Catholic priests tend to be easy targets for writers, and though Father Ronnie is not perfect, Lesniewski’s writing and Biggs’ portrayal prevent Ronnie from being the sinful and/or tortured priests that are so common in fiction. Biggs’ Father Ronnie is affable (literally so — he even opens with a joke) and truly does want to help Lela at first, but Biggs never lets the audience forget that he is missing that moment that compelled him to become a priest.

Though Biggs and Curtin are the most well-known and experienced performers, the narrative focuses on Laković’s Lela, though there are rare moments when her character is not on stage. The middle of the narrative is marked by flashbacks to a decade prior that inform about Lela’s past.  These rapid flashbacks are presented as snippets and give Biggs, Curtin, and Mickiewicz the opportunity to impress in roles that that are very different than their primary characters, which is especially advantageous to Mickiewicz because his primary character is otherwise painted with a broad brush.  It also suggests why Lela does not trust the people around her in the present day scenes because they are somewhat familiar to figures in her past (obviously because they are played by the same actors). 
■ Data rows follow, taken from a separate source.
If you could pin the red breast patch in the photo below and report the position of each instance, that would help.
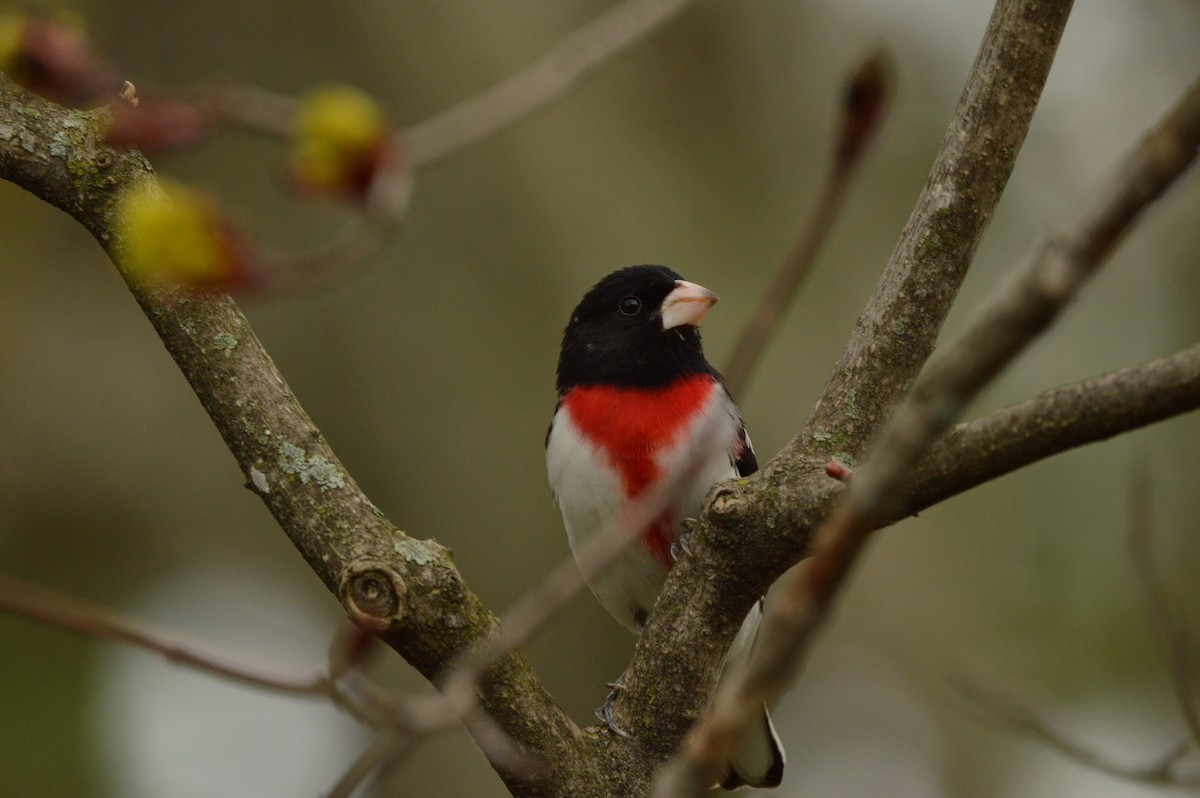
(631, 425)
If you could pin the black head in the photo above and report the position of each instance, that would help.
(619, 334)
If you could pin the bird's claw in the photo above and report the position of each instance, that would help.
(679, 545)
(605, 712)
Laković portrays Lela with a face so full of bleakness that the few moments that she smiles are powerful.  In fact, despite the play’s grim subject matter it is surprisingly comedic, particularly because of the eccentricities of Mickiewicz’s Paul and Curtin’s Jenny.  Yet those same attributes that makes their characters humorous (Paul’s immaturity and Jenny’s overemotional pleading) also ties directly into their dramatic flaws.  Only through a combination of effective writing and a skilled cast can such a consistent tone be maintained while the audience’s reactions change due to circumstance.

The time-jumping in the middle of the play, which contains both flashbacks and flash-forwards, could have made the play very confusing, but director Michelle Bossy has staged the production in a way that makes it easy to follow for the audience.  The scenic and lighting design (by Heather Freedman and Nicholas Houfek, respectively) effectively transports the stage to a war-torn region thousands of miles and a decade ago with seemingly minimal effort.  Of course, anyone who has been reviewing theatrical productions as long as I have knows that it takes a lot of effort to make something happen so seamlessly on stage, which is a huge credit to the design team.

It is easy to get lost in the shuffle in the downtown theater scene, and though The Wild Project theater has less than 100 seats it is a remarkably professional venue — both in its visual presentation and with the performances its puts on its stage. Other theater companies could learn a lot from the production quality of the performance of Cloven Tongues, the strength of Lesniewski’s writing about bleak hardships, and, most of all, an excellent cast who fearlessly plunge into the material.